Minnesota Department of Corrections
Authority: Minn. Stat. §241.01, subd. 3a
Purpose: To establish procedures for delivery of dental services to juvenile residents.
Applicability: Minnesota Department of Corrections (DOC); all juvenile facility dental clinics
Directive: A Minnesota-licensed dentist provides and/or directs responsive, clinically appropriate emergency, and urgent dental care to juvenile residents. Access is accomplished via examination, referral, kite, or sick call. Security, severity, time of day, staffing, and resident cooperation and consent are taken into consideration. Routine dental care is provided as availability permits. To the fullest extent possible in the correctional facility environment, the following apply:
A. Dental screening on admission must be completed in accordance with Division Directive 202.040, “Offender Intake Screening and Processing” and Division Directive 500.050, “Health Screenings and Full Health Appraisals.”

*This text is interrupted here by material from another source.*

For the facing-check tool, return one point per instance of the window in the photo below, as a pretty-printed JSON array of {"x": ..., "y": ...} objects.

B. A department dentist completes a receiving facility examination (RFE) within 60 days of admission.
C. The attending dentist prioritizes treatment based on six levels of dental care.

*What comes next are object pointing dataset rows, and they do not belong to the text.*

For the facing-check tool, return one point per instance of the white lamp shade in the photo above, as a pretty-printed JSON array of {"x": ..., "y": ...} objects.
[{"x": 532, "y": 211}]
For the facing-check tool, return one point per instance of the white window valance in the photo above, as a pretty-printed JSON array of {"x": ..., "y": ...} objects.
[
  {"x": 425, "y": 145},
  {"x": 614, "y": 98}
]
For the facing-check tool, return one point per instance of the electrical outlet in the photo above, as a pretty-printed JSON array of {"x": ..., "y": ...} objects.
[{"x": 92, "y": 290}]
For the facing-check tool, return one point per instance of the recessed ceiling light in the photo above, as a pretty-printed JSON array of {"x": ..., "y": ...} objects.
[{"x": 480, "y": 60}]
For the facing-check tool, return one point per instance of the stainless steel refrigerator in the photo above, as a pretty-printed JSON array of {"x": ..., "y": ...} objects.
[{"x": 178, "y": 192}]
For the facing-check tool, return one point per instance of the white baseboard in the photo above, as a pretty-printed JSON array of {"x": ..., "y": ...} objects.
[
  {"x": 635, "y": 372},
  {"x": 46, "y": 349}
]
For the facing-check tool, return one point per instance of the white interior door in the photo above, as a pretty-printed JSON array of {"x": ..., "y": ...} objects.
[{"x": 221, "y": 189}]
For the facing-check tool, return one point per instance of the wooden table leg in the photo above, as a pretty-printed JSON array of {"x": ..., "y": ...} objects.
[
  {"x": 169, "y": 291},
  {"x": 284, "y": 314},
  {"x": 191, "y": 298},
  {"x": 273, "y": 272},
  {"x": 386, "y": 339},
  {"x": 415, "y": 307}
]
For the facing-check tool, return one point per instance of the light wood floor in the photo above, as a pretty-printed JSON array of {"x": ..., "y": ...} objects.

1. Emergency dental care – level one: all juvenile residents have access to emergency care at any time through staff referral and proper use of kites and/or sick call.
2. Urgent dental care – level two: urgent care needs are prioritized for treatment contingent upon a department dentist’s authorization and appointment availability. Level two care is available to all juvenile residents regardless of time served.
3. Routine dental care - restorative – level three: provided as availability permits. Juvenile residents are eligible for level three dental care treatment based upon their admission date. Eligibility for routine restorative dental care is available regardless of length of sentence and prioritized by date of admission.
4. Routine dental care - prosthetics – level four: provided as availability permits. Dental prosthetics are classified as routine treatment to be considered only after the resident's routine restorative treatment is completed and the resident meets the outlined criteria. The attending dentist classifies the treatment as necessary or elective, as outlined in this directive. Criteria used before starting prosthetic treatment are:
a) Pre-existing medical conditions must be conducive to a successful prosthetic replacement outcome.
b) Pertinent medical conditions identified by the medical staff are considered when implementing this directive.
c) Prosthetics must not normally be provided for esthetic considerations.
d) Available treatment alternatives are considered.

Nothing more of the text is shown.